Neuronal dendrites degenerate as a result of injury or developmental pruning, and rapid removal of the resulting debris is vital for the maintenance of tissue homeostasis. In the CNS, glial cells act as phagocytes to clear dendritic debris; however, the identity of the cells that carry out this task in the peripheral nervous system (PNS) is unknown. Jan and colleagues now show that degenerating dendrites in the Drosophila melanogaster PNS are engulfed and degraded by epidermal cells, rather than by the phagocytic haemocytes that had generally been presumed to do this job, and uncover some of the key molecules involved.

Credit: J. Vallis/NPG

most of the labelled debris of degenerating dendrites dispersed into the epidermal layer

D. melanogaster larval dendritic arborization sensory neurons provide a good model of dendrite degeneration: their dendrites degenerate during metamorphosis or after an injury and can be labelled by the expression of membrane-targeted fluorescent proteins that are coupled to a specific marker protein. Using in vivo time-lapse imaging, the authors showed that most of the labelled debris of degenerating dendrites dispersed into the epidermal layer during metamorphosis and after an injury. Furthermore, inhibition of a key phagocytic protein, Shibire, specifically in epidermal cells prevented dendrite clearance, confirming that these cells are the main site of dendrite phagocytosis in the D. melanogaster PNS.

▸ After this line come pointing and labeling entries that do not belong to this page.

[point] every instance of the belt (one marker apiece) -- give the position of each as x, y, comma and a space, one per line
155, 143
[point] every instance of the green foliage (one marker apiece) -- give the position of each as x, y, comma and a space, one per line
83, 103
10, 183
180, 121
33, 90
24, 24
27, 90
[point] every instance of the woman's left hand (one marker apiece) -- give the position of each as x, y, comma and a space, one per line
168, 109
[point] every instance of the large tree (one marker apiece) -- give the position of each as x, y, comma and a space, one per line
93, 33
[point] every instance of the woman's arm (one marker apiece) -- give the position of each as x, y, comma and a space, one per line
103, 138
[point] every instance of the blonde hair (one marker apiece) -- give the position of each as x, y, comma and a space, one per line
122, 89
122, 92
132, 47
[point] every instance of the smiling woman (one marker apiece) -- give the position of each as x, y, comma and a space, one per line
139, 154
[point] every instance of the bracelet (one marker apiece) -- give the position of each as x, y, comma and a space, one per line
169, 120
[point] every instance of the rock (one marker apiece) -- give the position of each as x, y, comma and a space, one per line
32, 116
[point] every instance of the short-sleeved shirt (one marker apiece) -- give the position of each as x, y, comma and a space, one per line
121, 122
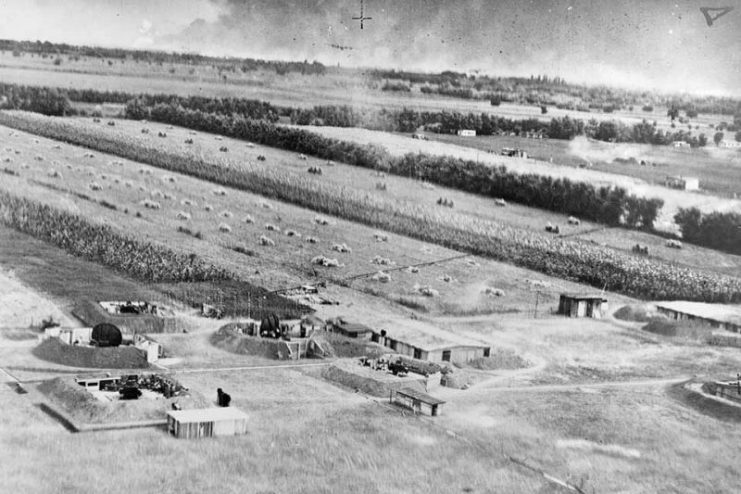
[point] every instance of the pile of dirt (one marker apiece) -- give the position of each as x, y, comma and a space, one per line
74, 400
350, 374
679, 329
91, 313
83, 408
122, 357
637, 313
232, 341
337, 345
499, 358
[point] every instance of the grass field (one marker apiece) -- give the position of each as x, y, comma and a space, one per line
718, 169
287, 263
399, 189
673, 199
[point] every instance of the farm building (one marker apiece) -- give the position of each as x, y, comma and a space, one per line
414, 399
131, 317
206, 422
582, 305
683, 183
153, 349
721, 316
729, 144
426, 342
514, 153
349, 329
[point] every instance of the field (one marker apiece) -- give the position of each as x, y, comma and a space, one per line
562, 405
275, 267
673, 199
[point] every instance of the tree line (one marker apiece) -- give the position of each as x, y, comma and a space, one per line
608, 205
721, 231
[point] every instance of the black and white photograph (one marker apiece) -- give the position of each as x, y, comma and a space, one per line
370, 246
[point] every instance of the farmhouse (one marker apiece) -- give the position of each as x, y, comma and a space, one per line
426, 342
683, 183
729, 144
582, 305
726, 317
514, 153
206, 422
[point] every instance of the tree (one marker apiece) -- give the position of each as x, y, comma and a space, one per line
673, 112
717, 138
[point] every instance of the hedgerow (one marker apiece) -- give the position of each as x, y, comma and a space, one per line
574, 260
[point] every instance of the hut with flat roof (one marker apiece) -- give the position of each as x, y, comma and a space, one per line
582, 305
727, 317
206, 422
424, 341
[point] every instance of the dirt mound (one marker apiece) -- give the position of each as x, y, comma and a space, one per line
681, 329
499, 358
338, 345
690, 394
637, 313
83, 408
123, 357
376, 383
229, 340
91, 313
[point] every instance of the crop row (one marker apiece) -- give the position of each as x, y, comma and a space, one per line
574, 260
143, 261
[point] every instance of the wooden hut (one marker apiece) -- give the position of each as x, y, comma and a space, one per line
582, 305
206, 422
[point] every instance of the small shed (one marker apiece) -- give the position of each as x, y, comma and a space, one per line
206, 422
582, 305
683, 183
106, 334
350, 329
415, 399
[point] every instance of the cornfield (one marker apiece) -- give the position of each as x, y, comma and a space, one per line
570, 259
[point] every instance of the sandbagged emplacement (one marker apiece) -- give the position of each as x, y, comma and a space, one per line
122, 357
350, 374
232, 341
83, 407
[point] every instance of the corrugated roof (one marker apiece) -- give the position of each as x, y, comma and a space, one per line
207, 414
418, 395
585, 296
715, 312
353, 327
427, 337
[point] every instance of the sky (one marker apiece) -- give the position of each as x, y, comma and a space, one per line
644, 44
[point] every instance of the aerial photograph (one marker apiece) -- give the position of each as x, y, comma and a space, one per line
370, 246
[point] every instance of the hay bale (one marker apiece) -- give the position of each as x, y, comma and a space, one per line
342, 248
266, 241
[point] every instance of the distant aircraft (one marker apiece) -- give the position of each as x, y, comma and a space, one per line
707, 12
362, 17
341, 47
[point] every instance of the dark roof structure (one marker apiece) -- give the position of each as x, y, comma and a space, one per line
418, 395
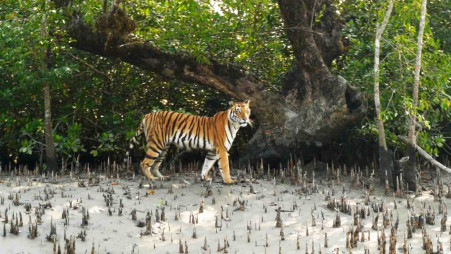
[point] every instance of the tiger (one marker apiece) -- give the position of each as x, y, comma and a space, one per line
214, 134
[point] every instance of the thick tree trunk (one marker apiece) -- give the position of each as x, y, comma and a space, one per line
385, 157
412, 170
314, 104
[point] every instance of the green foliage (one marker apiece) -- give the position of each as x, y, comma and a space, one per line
97, 103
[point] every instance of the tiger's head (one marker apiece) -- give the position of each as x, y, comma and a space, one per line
240, 113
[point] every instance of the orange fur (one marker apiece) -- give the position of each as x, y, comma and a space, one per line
214, 134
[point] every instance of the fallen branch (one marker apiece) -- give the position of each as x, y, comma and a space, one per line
425, 155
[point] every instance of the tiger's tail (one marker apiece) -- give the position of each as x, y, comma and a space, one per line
134, 141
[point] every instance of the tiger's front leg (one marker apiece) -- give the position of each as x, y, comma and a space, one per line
224, 166
210, 159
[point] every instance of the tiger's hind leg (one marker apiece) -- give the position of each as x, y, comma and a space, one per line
210, 159
146, 164
155, 168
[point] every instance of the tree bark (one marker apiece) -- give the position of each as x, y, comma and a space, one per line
50, 154
425, 155
412, 170
385, 157
314, 105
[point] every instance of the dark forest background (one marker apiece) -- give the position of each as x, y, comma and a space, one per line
97, 101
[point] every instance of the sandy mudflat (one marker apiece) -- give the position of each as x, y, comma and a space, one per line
120, 234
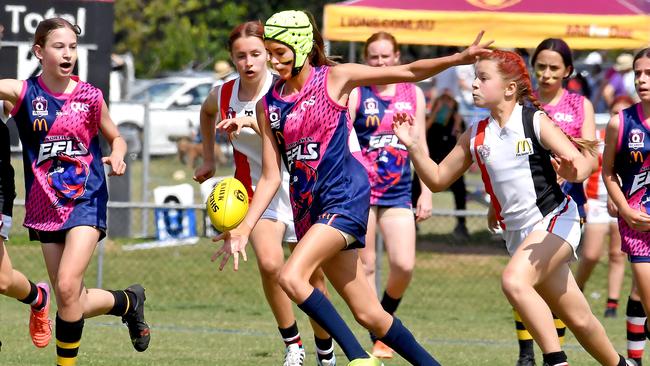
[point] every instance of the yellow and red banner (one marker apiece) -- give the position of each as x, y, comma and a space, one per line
355, 22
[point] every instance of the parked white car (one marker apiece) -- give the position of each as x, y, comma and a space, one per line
174, 106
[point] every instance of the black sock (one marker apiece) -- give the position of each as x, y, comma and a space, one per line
390, 305
33, 295
123, 303
291, 335
68, 336
555, 359
612, 303
526, 347
324, 348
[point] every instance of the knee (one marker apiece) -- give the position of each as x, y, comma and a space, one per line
291, 282
512, 284
67, 290
318, 280
270, 267
369, 266
403, 269
5, 282
368, 318
580, 323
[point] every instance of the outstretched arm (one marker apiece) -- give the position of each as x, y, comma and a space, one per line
437, 177
346, 77
118, 145
208, 117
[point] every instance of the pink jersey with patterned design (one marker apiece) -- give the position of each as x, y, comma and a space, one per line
568, 113
64, 176
312, 133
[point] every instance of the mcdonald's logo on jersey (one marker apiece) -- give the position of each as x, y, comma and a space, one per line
39, 124
636, 156
373, 121
524, 147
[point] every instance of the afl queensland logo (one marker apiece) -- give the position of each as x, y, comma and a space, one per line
39, 106
636, 139
484, 152
370, 106
274, 116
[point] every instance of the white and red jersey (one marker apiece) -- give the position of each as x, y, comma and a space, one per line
516, 168
247, 147
595, 186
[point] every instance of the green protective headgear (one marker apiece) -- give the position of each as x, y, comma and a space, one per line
294, 29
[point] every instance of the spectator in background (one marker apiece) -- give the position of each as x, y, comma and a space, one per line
223, 72
444, 125
621, 82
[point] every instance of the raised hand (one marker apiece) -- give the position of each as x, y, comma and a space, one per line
470, 54
118, 166
204, 172
234, 243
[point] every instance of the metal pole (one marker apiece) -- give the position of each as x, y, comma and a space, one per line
100, 264
379, 256
145, 165
352, 52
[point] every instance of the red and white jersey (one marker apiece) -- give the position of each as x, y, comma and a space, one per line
248, 146
595, 186
516, 168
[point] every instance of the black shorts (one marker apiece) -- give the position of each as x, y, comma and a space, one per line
46, 237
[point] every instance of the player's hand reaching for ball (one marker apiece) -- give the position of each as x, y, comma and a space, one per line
234, 243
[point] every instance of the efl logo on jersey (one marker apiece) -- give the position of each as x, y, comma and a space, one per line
372, 121
39, 124
51, 149
636, 157
524, 147
636, 139
640, 181
231, 113
39, 106
370, 106
404, 106
79, 107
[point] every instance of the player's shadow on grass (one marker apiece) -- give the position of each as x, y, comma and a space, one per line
480, 242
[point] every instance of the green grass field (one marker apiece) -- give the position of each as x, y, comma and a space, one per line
200, 316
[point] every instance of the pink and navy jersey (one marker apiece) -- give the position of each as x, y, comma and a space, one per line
312, 132
64, 177
385, 158
569, 115
632, 164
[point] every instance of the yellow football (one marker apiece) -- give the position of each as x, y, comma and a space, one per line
227, 204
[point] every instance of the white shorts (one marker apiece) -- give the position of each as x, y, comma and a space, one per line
5, 226
564, 222
280, 210
597, 212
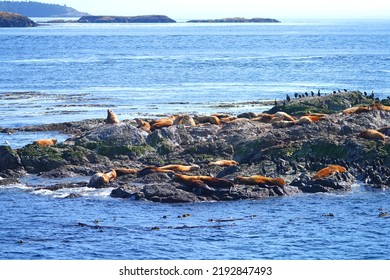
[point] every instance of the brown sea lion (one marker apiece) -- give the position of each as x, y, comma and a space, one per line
99, 179
224, 162
180, 168
304, 120
283, 116
372, 134
144, 125
260, 180
356, 110
380, 107
125, 171
208, 119
329, 170
184, 120
163, 122
111, 117
282, 123
45, 142
264, 117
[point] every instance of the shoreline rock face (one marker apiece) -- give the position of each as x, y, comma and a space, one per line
15, 20
122, 19
37, 9
260, 144
235, 20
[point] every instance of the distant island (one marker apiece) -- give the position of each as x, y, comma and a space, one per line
234, 20
15, 20
37, 9
123, 19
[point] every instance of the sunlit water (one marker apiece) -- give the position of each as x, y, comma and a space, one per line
74, 72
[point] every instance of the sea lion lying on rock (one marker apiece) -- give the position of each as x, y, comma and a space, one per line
328, 171
372, 134
100, 179
163, 122
111, 117
223, 162
45, 142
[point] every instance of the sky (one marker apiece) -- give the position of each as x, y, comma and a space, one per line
213, 9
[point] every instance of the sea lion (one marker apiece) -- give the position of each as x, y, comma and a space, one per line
385, 130
163, 122
260, 180
372, 134
153, 169
380, 107
180, 168
125, 171
329, 170
191, 180
282, 123
228, 119
283, 116
99, 179
184, 120
263, 117
223, 162
144, 125
356, 110
45, 142
304, 120
208, 119
111, 117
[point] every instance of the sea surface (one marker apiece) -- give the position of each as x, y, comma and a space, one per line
70, 72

Debris engulfed during phagocytosis is contained in vesicles known as phagosomes, which subsequently mature and fuse with endosomes and lysosomes to enable degradation of their contents. By monitoring the disappearance of fluorescently labelled dendritic debris and the pH of phagosomes, which become more acidic with maturation, the authors tracked phagosome maturation after dendrite engulfment and examined the role of various molecules in this pathway.

First, the authors examined the roles of two proteins that had previously been implicated in the clearance of apoptotic neurons in the CNS. They showed that epidermal cell-specific knockdown of the receptor Draper blocked the earliest stage of the pathway: engulfment. By contrast, knockdown of the CD36 family member Croquemort did not affect engulfment but halted phagosome maturation at a stage just after the initial acidification and promoted phagosome fusion. Finally, the authors showed that knockdown of a previously uncharacterized CD36 family member CG1887 (subsequently named Debris buster) blocked late stages of phagosome maturation.

This study adds to our understanding of the ways in which epithelial and epidermal cells can influence nervous system development and function, and confirms the importance of the relationship between the two tissues.